Background: Mental disorders are highly prevalent and are associated with substantial disease burden, but their economic costs have been relatively less well researched. Moreover, few cost-of-illness studies used population-based psychiatric surveys for estimating direct medical, direct non-medical and indirect costs, and were able to do so for several well diagnosed mental disorders.
Aims: To calculate the cost of nine common mental disorders. The costs were calculated at individual level (per capita costs), and at population level per one million population for both prevalence (current cases) and incidence (new cases).
Method: Data were derived from the Netherlands Mental Health Survey and Incidence Study (Nemesis), a population-based psychiatric cohort study among 5,504 adults in the age bracket of 18-65 years. DSM-III-R disorders were assessed with help of the Composite International Diagnostic Interview (CIDI). The costs of health service uptake, patients' out-of-pocket costs, and production losses were calculated for the reference year 2003. Robust regression methods, with 1,000 bootstrap replications, were used to estimate the excess costs of the distinct mental disorders and their 95% confidence intervals, while adjusting for physical illnesses and concurrent mental disorders in the regression equation.
Results: The annual per capita excess costs of the mood disorders (5,009 euros) were higher than those of the anxiety disorders (3,587 euros) and alcohol-related disorders (1,431 euros). Being more prevalent, the excess costs of anxiety disorders are higher than those of mood disorders at population level. The annual influx of new cases (incidence) accounts for 39.2% of the costs at population level. It appeared that in the general population, in the productive age of 18-65 years, the bulk of the costs (85%) were related to production losses.

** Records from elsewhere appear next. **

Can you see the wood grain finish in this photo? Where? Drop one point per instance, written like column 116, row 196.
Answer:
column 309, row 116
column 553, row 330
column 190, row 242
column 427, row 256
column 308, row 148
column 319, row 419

Discussion: The study has some strengths and limitations. The data were derived from a large and representative population-based sample. Disorders were assessed with a reliable instrument. The costs were comprehensive in that they included direct medical, direct non-medical and indirect costs. The costs attributable to mental disorders were obtained with robust regression models while adjusting for the presence of somatic illnesses. For several reasons the costs figures must be seen as conservative lower bounds of the true costs. (i) People who were hospitalised were likely to be underrepresented in the sample, and it is well known that hospitalisation is one of the major cost drivers. (ii) Resource use was based on self-report, and this is likely to have resulted in underreporting. (iii) Work loss days were included in the analysis, but work cutback data were unavailable, while it is known that the costs due to work cutback can be substantial.
Implications: (i) The costs of mental disorders are comparable to those of physical illnesses. This throws some light on the allocation of budgets for research and development in mental versus physical illnesses. (ii) At population level a substantial part of the costs are caused by new cases, and this is a strong argument for strengthening the role of preventive psychiatry in public health with the aim to reduce incidence and avoid the future costs. (iii) In particular, reducing the incidence of major depression, panic disorder, agoraphobia and dysthymia should be considered as public health priorities, because these disorders are associated with substantial disability, and have, in addition, important economic ramifications. (iv) The bulk of the costs are due to production losses; this makes employers pertinent stakeholders in mental health promotion, and thoughts should be given to the question how to involve them more actively in health promotion. (v) It is well to emphasise that adoption of the above mentioned policies will require that first more prevention trials and cost-effectiveness studies are conducted in the selected disorders.